Hive LLAP is an enhancement to the existing Hive on Tez execution model. It uses persistent daemons to provide an I/O layer and in-memory caching for low latency queries.

Hive Server Interactive is a thrift server that provides a JDBC interface for connecting to LLAP.

Query coordinators (Tez Application Masters) accept incoming requests and execute them via the LLAP daemons.
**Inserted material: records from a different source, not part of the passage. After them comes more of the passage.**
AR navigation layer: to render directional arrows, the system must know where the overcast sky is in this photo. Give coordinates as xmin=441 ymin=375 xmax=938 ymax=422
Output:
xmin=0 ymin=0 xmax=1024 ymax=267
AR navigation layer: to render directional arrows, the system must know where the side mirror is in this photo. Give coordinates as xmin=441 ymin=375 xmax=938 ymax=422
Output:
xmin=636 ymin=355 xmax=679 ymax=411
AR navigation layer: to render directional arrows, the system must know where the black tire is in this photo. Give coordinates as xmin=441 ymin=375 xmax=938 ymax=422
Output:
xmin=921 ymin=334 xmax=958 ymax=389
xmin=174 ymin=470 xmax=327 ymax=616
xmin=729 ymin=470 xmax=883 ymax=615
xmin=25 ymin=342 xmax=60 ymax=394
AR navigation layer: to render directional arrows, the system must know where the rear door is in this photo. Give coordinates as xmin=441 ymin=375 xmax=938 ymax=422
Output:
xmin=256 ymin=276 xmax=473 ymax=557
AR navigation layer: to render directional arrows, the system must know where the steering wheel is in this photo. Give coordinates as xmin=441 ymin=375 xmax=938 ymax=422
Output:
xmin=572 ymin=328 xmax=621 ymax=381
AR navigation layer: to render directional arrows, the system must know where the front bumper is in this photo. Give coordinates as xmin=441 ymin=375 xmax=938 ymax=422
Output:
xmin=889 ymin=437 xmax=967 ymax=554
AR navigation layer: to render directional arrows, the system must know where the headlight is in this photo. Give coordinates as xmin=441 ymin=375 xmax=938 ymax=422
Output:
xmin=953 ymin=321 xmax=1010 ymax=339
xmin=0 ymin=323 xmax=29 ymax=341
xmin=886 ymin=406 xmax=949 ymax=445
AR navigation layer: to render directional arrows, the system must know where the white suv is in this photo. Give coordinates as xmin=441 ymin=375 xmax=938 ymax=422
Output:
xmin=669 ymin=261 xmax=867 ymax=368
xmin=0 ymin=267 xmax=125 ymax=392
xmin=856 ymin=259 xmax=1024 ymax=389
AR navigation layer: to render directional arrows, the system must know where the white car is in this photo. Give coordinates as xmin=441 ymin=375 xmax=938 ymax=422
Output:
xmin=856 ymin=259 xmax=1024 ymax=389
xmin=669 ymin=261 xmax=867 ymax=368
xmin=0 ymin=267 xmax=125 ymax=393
The daemons (which run on cluster worker nodes, and are implemented as a YARN service) handle I/O, caching, and query fragment execution. Since the daemons are long-lived processes, the container startup costs usually seen with traditional Hive on Tez queries are eliminated. In order to reduce garbage collection overhead, the daemons cache data off-heap.

Prerequisites

The information contained in this blog post has been tested with the following component versions:

• Ambari 2.7.5.0
• Hive 3.1.0
• Ranger 1.2.0
• Tez 0.91

There are significant differences between Hadoop 3 and Hive 3 and earlier releases. For example, in Hive 3, LLAP has been migrated from Slider to the YARN services framework.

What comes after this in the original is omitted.